当前位置:网站首页>Nanjing University static program analyses -- Introduction learning notes

Nanjing University static program analyses -- Introduction learning notes

2022-06-21 12:07:00 Zhenghan andrew Hann

One 、Programming Languages system

Static program analysis yes programing language in application A subdivision under the level , It is a very important core content .

  • In the theoretical part , Consider how to design the syntax and semantics of a language , How to design the type system of language and so on . In the past decade , The core of the language has hardly changed
  • With the grammar of language 、 After the semantic and type systems , We need to support the language . therefore , In the environment section , You need to consider how to provide a runtime environment for running programs —— How to design a compiler , What support is needed at runtime ( Such as memory allocation management ) wait . The language hosting environment is in a stage of slow improvement , It mainly focuses on hardware equipment and high-performance programming optimization
  • The biggest change is program analysis , Because with IT、 Cloud computing 、 Software SaaS Rapid development of , The scale of software has become larger 、 The structure is more complicated 、 More . How to ensure the reliability of the system 、 Security and other commitments , How to automatically synthesize a degree , It has become an increasingly popular research and engineering field

 

Two 、Static Analysis Definition

Static analysis analyzes a program P to reason about its behaviors and determines whether it satisfies some properties before running P. 

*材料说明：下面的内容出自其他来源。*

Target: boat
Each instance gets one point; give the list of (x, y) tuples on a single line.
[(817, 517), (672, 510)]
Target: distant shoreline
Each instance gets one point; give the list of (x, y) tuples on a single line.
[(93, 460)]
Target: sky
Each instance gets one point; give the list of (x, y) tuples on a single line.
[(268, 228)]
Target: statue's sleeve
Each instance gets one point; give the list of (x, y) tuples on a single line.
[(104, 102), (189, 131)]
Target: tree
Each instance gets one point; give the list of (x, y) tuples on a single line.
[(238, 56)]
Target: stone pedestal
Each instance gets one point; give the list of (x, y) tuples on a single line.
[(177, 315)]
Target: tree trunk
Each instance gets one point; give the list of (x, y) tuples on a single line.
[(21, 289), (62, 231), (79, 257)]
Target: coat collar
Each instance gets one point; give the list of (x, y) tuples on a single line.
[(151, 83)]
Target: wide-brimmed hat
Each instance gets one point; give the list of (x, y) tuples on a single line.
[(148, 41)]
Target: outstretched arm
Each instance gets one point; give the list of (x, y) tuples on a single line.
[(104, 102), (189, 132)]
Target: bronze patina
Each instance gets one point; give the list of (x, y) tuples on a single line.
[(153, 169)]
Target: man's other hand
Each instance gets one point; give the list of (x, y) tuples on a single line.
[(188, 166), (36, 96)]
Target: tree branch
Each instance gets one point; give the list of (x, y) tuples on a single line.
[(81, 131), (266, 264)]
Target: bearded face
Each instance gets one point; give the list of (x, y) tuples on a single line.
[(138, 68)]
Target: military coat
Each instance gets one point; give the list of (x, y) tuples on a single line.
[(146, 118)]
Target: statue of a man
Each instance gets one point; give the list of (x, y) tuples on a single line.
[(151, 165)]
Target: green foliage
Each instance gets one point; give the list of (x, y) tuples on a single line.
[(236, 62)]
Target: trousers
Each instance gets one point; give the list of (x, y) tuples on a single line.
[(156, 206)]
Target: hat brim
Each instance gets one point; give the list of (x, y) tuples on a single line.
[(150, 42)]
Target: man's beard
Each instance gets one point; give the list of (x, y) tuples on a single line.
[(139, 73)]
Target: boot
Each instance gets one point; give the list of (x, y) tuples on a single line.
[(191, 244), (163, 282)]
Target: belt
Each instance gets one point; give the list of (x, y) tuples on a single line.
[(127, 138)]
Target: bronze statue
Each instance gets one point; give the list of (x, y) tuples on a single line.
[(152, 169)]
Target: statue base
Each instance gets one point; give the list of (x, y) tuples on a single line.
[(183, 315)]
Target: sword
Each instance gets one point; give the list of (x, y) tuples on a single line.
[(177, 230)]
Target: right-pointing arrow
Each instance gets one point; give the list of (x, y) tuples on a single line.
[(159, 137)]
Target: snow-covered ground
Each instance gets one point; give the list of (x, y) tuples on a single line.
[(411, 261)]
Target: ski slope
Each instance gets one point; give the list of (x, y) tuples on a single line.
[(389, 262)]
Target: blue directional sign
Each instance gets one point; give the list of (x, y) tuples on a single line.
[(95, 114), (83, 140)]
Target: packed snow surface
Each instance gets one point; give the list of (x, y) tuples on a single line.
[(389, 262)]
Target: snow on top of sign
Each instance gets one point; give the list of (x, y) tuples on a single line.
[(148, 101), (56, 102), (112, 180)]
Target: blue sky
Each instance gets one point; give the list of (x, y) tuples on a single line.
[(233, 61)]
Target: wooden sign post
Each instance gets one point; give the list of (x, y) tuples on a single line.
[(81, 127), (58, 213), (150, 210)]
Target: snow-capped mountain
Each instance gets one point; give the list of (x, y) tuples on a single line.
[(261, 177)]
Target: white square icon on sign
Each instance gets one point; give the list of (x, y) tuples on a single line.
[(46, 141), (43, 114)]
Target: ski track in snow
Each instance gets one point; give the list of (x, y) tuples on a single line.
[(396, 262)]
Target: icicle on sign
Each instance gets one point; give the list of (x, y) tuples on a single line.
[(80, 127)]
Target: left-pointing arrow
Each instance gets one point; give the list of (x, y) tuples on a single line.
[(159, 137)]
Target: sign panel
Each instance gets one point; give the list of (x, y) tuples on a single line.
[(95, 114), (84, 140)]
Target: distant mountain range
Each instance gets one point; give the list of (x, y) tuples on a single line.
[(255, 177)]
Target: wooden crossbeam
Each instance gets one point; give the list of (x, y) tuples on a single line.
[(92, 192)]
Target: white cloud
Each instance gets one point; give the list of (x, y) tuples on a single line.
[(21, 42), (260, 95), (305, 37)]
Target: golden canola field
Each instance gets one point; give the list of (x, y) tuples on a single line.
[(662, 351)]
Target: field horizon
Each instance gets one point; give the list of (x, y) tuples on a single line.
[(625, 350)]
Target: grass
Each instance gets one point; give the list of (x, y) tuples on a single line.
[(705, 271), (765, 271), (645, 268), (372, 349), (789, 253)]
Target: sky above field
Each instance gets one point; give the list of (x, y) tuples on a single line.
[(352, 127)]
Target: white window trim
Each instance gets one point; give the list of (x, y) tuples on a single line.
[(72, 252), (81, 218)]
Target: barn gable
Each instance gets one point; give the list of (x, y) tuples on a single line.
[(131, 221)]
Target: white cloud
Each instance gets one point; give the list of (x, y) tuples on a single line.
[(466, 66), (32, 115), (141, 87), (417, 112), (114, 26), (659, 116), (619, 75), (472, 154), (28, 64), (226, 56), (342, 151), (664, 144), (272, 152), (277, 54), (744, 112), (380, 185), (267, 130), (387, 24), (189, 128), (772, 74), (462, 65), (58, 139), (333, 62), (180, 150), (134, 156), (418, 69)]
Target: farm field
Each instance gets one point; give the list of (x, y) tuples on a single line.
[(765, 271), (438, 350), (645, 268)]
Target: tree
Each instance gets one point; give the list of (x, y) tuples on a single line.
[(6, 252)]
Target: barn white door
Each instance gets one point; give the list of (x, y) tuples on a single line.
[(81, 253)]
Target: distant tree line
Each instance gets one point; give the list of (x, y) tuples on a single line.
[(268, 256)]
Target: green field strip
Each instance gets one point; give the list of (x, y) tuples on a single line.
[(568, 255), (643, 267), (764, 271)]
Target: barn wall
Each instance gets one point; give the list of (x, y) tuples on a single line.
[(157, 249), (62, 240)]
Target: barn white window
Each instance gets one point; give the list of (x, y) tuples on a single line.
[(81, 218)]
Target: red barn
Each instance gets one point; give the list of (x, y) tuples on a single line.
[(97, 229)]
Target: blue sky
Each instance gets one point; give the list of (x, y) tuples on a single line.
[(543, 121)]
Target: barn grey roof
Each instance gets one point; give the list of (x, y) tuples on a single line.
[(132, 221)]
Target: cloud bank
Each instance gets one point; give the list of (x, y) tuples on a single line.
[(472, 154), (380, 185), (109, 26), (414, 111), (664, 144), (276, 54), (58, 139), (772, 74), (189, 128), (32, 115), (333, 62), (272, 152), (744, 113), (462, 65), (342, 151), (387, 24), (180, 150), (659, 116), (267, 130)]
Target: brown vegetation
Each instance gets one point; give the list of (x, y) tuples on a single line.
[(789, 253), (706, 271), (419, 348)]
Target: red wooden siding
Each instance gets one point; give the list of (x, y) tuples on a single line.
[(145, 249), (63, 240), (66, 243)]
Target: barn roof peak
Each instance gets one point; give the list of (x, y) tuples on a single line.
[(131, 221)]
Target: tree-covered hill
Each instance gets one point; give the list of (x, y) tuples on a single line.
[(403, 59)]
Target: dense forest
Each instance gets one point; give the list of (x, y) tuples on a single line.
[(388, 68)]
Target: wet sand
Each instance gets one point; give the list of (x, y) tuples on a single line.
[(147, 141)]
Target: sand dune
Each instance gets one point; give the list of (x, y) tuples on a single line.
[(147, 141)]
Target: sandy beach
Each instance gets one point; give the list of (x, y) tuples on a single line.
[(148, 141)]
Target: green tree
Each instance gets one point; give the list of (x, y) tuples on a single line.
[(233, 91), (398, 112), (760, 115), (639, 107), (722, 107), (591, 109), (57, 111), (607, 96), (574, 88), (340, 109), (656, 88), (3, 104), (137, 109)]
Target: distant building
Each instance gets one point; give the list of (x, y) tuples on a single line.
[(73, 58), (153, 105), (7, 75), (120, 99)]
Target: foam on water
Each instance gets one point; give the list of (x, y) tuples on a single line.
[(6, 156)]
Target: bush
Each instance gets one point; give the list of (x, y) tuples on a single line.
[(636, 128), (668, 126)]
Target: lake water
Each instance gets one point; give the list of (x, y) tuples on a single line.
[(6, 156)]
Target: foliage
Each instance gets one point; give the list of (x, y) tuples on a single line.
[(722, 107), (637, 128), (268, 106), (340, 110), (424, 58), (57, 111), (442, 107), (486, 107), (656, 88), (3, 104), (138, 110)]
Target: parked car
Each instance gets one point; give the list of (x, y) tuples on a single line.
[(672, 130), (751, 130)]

  • Does P contain any private information leaks?
  • Does P dereference any null pointers?
  • Are all the cast operations in P safe?
  • Can v1 and v2 in P point to the same memory location?
  • Will certain assert statements in P fail?
  • Is this piece of code in P dead (so that it could be eliminated)?

The two answers in the above figure are both correct in the static analysis semantics , They represent two solutions respectively :

  • Branch exhaustion : Time consuming , But precise
  • Symbol execution : Fast , But not so precise

Static Analysis: ensure (or get close to) soundness, while making good trade-offs between analysis precision and analysis speed.

Two Words to Conclude Static Analysis:

Static Analysis = Abstraction + Over-approximation

Take a specific example : Through static analysis , Judge a paragraph PHP Whether the code can have the risk of executing any external parameter , That is, whether it is Webshell. To complete this static analysis process , The following processing is required :

  • Abstraction
  • Over-approximation
    • Transfer functions
    • Control flows

The original code is as follows :

<?php
    v1 = 1;
    v2 = 2;
    v3 = $_POST[1];
    v4 = $_POST[2];
    v5 = v3 == 1 ? v3 : 5;
    $$_POST[3] = $_POST[4];  // $_POST[4] = v6

    if(v3 == 1){
        eval(v5);
    }
    echo "hello world";
?>

Let's see first Abstraction abstract ,

To understand in a popular way Abstraction abstract , Is to change the program from the original 、 High dimensional source code space , Mapping to an abstract 、 Low dimensional symbolic space . After symbolization , Subsequent optimizations 、 analysis 、 It will be more convenient to handle .

Let's look at Over-approximation: Transfer Functions Transformation function ,

  • In static analysis, transfer functions define how to evaluate different program statements on abstract values.
  • Transfer functions are defined according to “analysis problem” and the “semantics” of different program statements. 

The transformation function defines the operation result of abstract symbols , It should be noted that , The transformation function is related to the specific semantics and the problem to be analyzed .

 

 

It should be noted that , Because in Abstraction In the process of abstraction, the dimension of the range space is reduced , So in the transformation function mapping , Between the results of static symbolic execution and dynamic actual implementation , There are differences , It's inevitable .

Let's look at Over-approximation: Control Flows control flow ,

As it’s impossible to enumerate all paths in practice, flow merging (as a way of over-approximation) is taken for granted in most static analyses.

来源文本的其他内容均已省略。